The library provides two main query functions for retrieving hazard data from PyArrow parquet datasets.

Get Hazard Curves

from toshi_hazard_store import query

# Query aggregated hazard curves
curves = query.get_hazard_curves(
    location_codes=["-41.300~174.800", "-43.532~172.636"],  # Location codes (lat~lon)
    vs30s=[250, 400],                                        # VS30 values
    hazard_model="NSHM_v1.0.4",                              # Hazard model ID
    imts=["PGA", "SA(0.5)", "SA(1.0)"],                     # Intensity measure types
    aggs=["mean", "0.5", "std"],                            # Aggregation types
    strategy="d2"                                            # Query strategy (naive, d1, d2)
)

for curve in curves:
    print(f"Location: {curve.nloc_001}")
    print(f"  IMT: {curve.imt}, VS30: {curve.vs30}, Agg: {curve.agg}")
    print(f"  Values: {curve.values[:5]}...")  # First 5 of 44 values

Query Strategies

The strategy parameter controls how the query accesses the dataset:

Strategy Description
naive Default.

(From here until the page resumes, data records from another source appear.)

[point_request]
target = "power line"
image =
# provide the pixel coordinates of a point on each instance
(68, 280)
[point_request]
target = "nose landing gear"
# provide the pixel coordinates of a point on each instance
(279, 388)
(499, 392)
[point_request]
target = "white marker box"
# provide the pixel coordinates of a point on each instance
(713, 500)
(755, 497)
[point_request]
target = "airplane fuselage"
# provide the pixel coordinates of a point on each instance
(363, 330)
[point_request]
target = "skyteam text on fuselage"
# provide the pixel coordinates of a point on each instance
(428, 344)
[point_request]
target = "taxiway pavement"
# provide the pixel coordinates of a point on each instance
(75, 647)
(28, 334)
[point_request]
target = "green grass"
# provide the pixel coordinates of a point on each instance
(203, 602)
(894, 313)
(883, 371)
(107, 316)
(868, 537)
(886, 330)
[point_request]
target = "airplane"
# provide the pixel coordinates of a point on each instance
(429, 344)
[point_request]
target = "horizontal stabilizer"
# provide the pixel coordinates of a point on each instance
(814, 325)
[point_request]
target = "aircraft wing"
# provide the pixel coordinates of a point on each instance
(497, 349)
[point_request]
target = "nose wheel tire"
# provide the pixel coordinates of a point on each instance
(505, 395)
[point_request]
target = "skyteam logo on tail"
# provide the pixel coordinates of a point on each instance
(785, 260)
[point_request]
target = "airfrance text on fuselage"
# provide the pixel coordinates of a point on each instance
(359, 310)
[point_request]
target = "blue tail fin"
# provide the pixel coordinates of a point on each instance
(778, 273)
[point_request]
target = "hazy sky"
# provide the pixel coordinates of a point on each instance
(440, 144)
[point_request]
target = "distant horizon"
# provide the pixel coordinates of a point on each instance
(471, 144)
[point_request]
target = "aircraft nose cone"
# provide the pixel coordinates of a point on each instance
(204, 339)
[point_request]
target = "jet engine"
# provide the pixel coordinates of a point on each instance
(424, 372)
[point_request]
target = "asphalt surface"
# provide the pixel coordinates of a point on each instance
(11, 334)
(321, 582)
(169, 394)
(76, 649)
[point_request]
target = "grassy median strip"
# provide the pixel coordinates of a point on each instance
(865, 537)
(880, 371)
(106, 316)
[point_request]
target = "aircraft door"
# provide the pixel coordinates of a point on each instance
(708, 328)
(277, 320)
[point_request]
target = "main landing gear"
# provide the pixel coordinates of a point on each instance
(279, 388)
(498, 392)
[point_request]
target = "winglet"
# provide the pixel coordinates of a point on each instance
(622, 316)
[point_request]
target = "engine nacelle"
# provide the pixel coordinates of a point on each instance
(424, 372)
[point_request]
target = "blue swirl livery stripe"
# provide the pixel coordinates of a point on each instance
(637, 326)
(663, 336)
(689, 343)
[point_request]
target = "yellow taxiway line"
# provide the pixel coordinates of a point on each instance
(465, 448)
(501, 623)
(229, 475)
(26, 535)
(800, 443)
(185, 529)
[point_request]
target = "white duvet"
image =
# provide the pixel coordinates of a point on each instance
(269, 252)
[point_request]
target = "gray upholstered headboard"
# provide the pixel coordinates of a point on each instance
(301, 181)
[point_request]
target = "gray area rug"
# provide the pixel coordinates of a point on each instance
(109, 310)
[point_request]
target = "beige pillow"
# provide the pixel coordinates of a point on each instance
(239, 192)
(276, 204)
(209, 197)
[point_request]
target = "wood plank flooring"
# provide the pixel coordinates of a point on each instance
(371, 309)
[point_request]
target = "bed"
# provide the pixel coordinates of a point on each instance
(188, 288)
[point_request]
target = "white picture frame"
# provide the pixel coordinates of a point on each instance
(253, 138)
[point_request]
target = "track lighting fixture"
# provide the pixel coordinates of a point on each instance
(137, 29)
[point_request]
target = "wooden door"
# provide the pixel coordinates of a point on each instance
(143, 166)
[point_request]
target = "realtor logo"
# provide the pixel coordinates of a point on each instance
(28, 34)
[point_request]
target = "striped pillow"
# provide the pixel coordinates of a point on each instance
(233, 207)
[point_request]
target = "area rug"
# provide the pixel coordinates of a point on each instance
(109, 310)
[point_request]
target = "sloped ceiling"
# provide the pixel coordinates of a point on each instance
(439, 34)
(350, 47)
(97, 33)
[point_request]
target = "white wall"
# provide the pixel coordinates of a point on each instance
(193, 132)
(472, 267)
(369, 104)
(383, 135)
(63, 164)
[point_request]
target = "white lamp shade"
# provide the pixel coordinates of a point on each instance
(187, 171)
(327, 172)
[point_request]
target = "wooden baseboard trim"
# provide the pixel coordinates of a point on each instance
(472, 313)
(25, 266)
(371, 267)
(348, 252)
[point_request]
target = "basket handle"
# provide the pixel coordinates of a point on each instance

Lets PyArrow handle partitioning automatically. Good for small/medium datasets.
d1 Assumes dataset is partitioned on vs30. Generates multiple PyArrow queries. Better for large datasets.
d2 Assumes dataset is partitioned on vs30, nloc_0. Optimal for full NSHM with constrained resources (e.g., AWS Lambda).

Get Gridded Hazard

from toshi_hazard_store import query

# Query gridded hazard data (interpolated acceleration levels at grid locations)
gridded = query.get_gridded_hazard(
    location_grid_id="NZ_0_1_NB_1_1",      # NSHM grid identifier
    hazard_model_ids=["NSHM_v1.0.4"],       # Hazard model IDs
    vs30s=[250.0, 400.0],                   # VS30 values
    imts=["PGA", "SA(1.0)"],                # Intensity measure types
    aggs=["mean"],                          # Aggregation types
    poes=[0.02, 0.1, 0.5]                   # Probabilities of exceedance
)

for grid in gridded:
    print(f"Grid: {grid.location_grid_id}")
    print(f"  IMT: {grid.imt}, VS30: {grid.vs30}, POE: {grid.poe}")
    print(f"  Acceleration levels: {len(grid.accel_levels)} locations")

Data Models

The query functions return pydantic model instances:

  • AggregatedHazard: Contains aggregated hazard curve data with 44 IMT level values
  • GriddedHazardPoeLevels: Contains acceleration levels at grid locations for given POE values

Location Utilities

Helper functions for working with location codes:

from toshi_hazard_store.query import downsample_code, get_hashes

# Downsample a location code to different resolutions
loc = "-41.300~174.800"
print(downsample_code(loc, 0.1))   # "-41.3~174.8"
print(downsample_code(loc, 1.0))   # "-41.0~175.0"

# Generate location hashes at a specific resolution
locs = ["-41.300~174.800", "-43.532~172.636"]
hashes = list(get_hashes(locs, resolution=0.1))

Configuration

Make sure to set the appropriate environment variables for your dataset location. See the Configuration page for details.